Because of the work and research Shirlee had done attempting to help her son, who has autism and a significant development delay, she had great belief in the healing powers of children. After leaving the sect she began what she calls a “crusade to help her daughter.” She used nutrition and intensive therapy, and within a year, her daughter was off all medications and able to see, hear and crawl. Today, she can even walk and is doing more than anyone ever expected.
Because of her background, Shirlee is naturally interested in helping others who find themselves in similar situations to those she has experienced. She began doing voluntary informal advocacy for women who left the FLDS community and soon realized she needed to reclaim her dream of higher education if she wanted to be effective. She enrolled in the University of Utah’s social work program and will graduate with a bachelor’s degree in May 2015.

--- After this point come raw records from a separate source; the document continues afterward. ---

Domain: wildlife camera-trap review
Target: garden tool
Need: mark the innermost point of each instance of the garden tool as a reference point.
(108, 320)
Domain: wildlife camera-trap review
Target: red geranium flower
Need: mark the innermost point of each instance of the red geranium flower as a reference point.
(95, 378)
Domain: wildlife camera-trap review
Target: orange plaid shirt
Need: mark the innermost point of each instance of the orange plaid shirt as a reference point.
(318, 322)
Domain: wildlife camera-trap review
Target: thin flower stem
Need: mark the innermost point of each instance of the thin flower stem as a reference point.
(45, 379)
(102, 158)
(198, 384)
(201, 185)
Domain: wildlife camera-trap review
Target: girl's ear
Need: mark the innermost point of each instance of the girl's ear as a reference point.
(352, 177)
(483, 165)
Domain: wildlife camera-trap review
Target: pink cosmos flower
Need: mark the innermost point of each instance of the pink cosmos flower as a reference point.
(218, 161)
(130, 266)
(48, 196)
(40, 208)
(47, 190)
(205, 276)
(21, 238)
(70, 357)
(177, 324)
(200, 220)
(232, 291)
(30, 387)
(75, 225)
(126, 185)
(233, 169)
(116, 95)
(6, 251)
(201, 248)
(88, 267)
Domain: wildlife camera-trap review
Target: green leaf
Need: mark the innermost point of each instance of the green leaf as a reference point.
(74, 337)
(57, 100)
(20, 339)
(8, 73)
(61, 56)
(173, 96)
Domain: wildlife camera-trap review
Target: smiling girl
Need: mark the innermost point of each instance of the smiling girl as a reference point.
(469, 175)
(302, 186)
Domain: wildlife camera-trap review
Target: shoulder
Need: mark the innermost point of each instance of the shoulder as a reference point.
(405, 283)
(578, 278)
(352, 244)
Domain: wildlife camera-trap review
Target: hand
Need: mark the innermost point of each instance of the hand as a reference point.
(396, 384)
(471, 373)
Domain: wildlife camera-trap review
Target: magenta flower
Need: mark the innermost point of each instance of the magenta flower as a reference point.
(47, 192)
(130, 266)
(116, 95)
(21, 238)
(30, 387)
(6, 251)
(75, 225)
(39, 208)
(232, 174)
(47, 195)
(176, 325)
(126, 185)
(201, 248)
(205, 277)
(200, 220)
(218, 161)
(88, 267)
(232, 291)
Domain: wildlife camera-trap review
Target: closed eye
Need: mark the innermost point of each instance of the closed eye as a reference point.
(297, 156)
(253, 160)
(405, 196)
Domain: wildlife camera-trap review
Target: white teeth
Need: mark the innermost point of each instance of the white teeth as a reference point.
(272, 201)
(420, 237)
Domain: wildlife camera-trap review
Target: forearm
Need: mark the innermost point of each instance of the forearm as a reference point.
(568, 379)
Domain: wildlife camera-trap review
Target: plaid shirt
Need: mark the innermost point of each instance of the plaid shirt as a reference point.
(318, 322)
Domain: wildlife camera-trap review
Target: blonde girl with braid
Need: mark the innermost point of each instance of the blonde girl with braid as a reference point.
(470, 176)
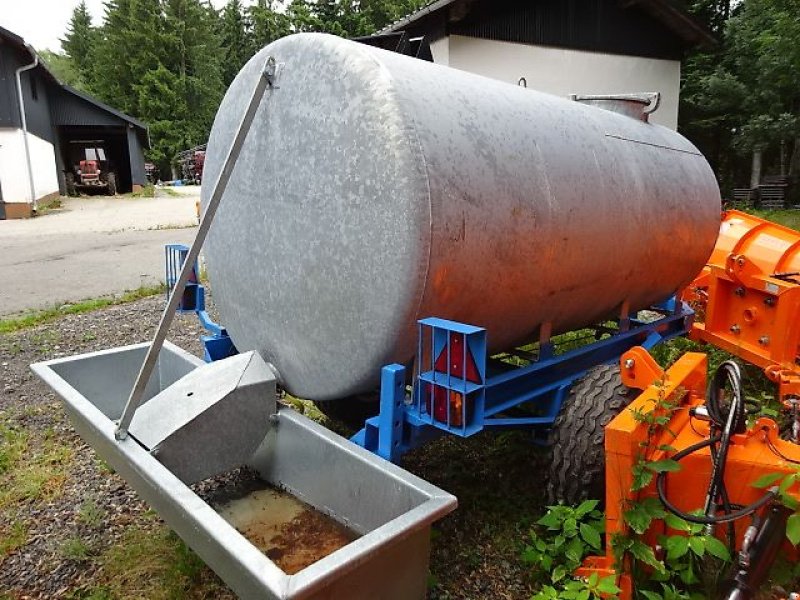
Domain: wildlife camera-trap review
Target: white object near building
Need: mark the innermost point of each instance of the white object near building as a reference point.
(563, 47)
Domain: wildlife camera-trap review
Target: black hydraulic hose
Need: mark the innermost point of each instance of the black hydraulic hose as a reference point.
(661, 480)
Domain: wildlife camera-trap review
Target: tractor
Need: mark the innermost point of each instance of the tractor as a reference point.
(90, 169)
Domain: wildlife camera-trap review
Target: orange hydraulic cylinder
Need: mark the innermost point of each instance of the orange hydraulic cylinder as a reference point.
(747, 298)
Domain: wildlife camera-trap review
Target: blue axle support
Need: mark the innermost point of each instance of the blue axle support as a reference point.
(217, 344)
(455, 390)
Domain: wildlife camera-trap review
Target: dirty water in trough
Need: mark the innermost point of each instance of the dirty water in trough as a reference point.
(292, 534)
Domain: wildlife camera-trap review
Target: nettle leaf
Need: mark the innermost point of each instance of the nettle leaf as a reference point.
(570, 526)
(716, 548)
(789, 501)
(687, 575)
(574, 551)
(608, 585)
(677, 546)
(697, 545)
(645, 554)
(641, 477)
(793, 529)
(766, 480)
(558, 574)
(585, 507)
(663, 466)
(676, 523)
(590, 536)
(637, 519)
(549, 520)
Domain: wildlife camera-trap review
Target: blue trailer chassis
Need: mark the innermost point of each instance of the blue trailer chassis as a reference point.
(457, 388)
(460, 392)
(217, 344)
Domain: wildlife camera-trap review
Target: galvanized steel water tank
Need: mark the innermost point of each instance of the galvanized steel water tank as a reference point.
(375, 189)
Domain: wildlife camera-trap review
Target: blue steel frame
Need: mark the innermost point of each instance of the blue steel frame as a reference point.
(408, 421)
(217, 344)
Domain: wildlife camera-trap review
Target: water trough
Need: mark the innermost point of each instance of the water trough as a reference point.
(389, 510)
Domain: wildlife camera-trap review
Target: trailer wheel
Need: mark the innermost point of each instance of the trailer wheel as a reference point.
(112, 184)
(69, 183)
(577, 466)
(352, 411)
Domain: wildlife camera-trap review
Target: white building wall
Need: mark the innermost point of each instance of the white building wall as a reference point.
(441, 51)
(14, 170)
(562, 72)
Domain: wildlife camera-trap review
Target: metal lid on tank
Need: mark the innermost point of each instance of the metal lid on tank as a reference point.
(637, 106)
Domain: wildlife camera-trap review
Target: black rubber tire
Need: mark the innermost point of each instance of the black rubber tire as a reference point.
(112, 184)
(352, 411)
(69, 183)
(577, 465)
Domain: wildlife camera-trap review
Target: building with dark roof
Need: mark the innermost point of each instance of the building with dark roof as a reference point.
(585, 47)
(43, 121)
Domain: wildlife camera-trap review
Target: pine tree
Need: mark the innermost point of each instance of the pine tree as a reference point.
(79, 41)
(234, 39)
(269, 25)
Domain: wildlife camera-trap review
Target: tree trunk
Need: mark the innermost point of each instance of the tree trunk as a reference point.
(794, 161)
(755, 173)
(783, 158)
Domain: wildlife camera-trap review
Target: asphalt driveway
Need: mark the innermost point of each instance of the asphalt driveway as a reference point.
(92, 246)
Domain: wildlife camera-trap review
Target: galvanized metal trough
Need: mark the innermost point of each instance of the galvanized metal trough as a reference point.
(389, 508)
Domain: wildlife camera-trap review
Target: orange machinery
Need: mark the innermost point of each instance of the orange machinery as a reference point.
(680, 394)
(747, 299)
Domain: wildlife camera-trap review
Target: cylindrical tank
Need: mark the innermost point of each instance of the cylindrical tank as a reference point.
(375, 189)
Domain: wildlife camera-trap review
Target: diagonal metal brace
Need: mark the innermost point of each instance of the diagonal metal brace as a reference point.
(266, 80)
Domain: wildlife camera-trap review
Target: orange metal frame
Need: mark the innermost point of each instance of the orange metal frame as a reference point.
(743, 304)
(683, 385)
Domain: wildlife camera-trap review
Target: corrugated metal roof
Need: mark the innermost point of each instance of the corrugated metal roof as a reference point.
(20, 43)
(672, 14)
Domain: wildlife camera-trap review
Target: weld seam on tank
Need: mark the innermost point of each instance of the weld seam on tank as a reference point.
(663, 147)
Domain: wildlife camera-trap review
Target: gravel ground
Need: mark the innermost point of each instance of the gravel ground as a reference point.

“It’s not my job to “rescue” [these women] from their experiences, and rob them of their wings. It’s my job to shine a light on their inner strength and show them how to reach within the well of their own tremendously abundant beings and use the strength they didn’t know they had to unmask their true selves,” she said. “It’s my responsibility to pass on what Soroptimist has given me: hope in the face of hopelessness and recognizing the possibilities in the impossible.”
Financially, life is difficult for the single mom who works two part-time jobs to make ends meet. Despite her financial struggles and the pressure of juggling her roles as mother, student, employee and volunteer, Shirlee manages to maintain a 4.0 grade point average.
Impressed by Shirlee and her courageousness, SI/Salt Lake City, Utah, selected her as its club-level Live Your Dream Award recipient. She went on to receive the Soroptimist Rocky Mountain Region award, and was ultimately chosen as one of the organization’s three finalists.
“I have actually arrived at a place of gratitude for my experiences, because I realize that without them, I would not have the strength nor the wisdom, to take life full on and enjoy it to its full capacity,” she says. “I laugh as I wonder where I will end up, because if I have learned nothing else by now, I have learned that life will continue to throw challenges at me. And I absolutely know that I have the resilience and tenacity to overcome them and turn them into assets.”
That strength and gratitude, as well as her intense desire to help others, was evident at Soroptimist’s recent biennial convention in Vancouver, Canada. There, Shirlee accepted her $10,000 Live Your Dream award, which she plans to use to start an agency that will provide services to women and teens exiting the FLDS community.
“I plan to create a bridge between this population and existing services, using my knowledge of their history and fears and their unique language to help them understand and utilize what is available to them in terms of education, financial, psychological, and physical support, as well as housing,” said Shirlee. “In addition, we will provide social and emotional supports that are so desperately needed at a time when they are so vulnerable.”
Shirlee graciously stated in her acceptance, “I am so honored to be chosen as a recipient of this award, and I realize that the Live Your Dream Award is not recognition of just me, but of the indomitable female spirit, the human spirit. Life has given me many challenges, yes. Nonetheless there are many women in the world who masquerade as mere mortals every day, performing superhuman feats without a cape. So I hope that with this recognition, I can represent all these women, and that my life will be spent paying it forward to these unsung heroes.”